Somewhat awed, Miranda followed her hostess into the kitchen. She could not reconcile this girl's face with the stately little airs that she wore, but she liked her and forthwith she told her so.

"I like you," she said fervently. "You remind me of one of Grandma's sturtions, bright and independent and lively, with a spice and a color to 'em, and Hannah makes you think of one of them tall spikes of gladiolus all fixed up without any smell."

Marcia tried to smile over the doubtful compliment. Somehow there was something about Miranda that reminded her of Mary Ann. Poor Mary Ann! Dear Mary Ann! For suddenly she realized that everything that reminded her of the precious life of her childhood, left behind forever, was dear. If she could see Mary Ann at this moment she would throw her arms about her neck and call her "Dear Mary Ann," and say, "I love you," to her. Perhaps this feeling made her more gentle with the annoying Miranda than she might have been.

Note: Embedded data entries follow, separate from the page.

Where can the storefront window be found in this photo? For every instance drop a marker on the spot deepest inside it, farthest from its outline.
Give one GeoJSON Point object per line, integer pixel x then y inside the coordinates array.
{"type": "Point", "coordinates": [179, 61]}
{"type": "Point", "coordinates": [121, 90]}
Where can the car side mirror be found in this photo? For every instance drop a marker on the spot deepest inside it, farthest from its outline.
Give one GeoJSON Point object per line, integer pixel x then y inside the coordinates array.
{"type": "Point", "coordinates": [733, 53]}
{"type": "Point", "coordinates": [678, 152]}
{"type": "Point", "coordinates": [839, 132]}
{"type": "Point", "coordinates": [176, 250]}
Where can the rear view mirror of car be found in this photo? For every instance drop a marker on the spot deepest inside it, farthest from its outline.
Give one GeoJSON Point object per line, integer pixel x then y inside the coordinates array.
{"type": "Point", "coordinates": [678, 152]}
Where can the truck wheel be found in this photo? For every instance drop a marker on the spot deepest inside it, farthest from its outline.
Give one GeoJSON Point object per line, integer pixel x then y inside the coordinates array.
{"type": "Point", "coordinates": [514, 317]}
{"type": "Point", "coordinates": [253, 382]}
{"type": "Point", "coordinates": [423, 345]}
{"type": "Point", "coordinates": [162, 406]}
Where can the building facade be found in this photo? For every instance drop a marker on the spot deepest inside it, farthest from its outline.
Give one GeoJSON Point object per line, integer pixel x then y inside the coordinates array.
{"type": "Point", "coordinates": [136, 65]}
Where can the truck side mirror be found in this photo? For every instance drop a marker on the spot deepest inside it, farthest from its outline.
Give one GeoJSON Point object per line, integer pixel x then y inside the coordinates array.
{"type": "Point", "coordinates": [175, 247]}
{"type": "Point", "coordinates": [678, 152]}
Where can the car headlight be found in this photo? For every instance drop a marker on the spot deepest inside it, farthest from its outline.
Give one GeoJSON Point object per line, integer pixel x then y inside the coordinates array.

When Miranda was gone the precious play hour was gone too. Marcia had only time to steal hurriedly into the parlor, close the instrument, and then fly about getting her dinner ready. But as she worked she had other thoughts to occupy her mind. She was becoming adjusted to her new environment and she found many unexpected things to make it hard. Here, for instance, was Hannah Heath. Why did there have to be a Hannah Heath? And what was Hannah Heath to her? Kate might feel jealous, indeed, but not she, not the unloved, unreal, wife of David. She should rather pity Hannah that David had not loved her instead of Kate, or pity David that he had not. But somehow she did not, somehow she could not. Somehow Hannah Heath had become a living, breathing enemy to be met and conquered. Marcia felt her fighting blood rising, felt the Schuyler in her coming to the front. However little there was in her wifehood, its name at least was hers. The tale that Miranda had told was enough, if it were true, to put any woman, however young she might be, into battle array. Marcia was puzzling her mind over the question that has been more or less of a weary burden to every woman since the fatal day that Eve made her great mistake.

David was silent and abstracted at the dinner table, and Marcia absorbed in her own problems did not feel cut by it. She was trying to determine whether to blossom out in pink, or to be crushed and set aside into insignificance in blue, or to choose a happy medium and wear neither. She ventured a timid little question before David went away again: Did he, would he,--that is, was there any thing,--any word he would like to say to her? Would she have to do anything to-night?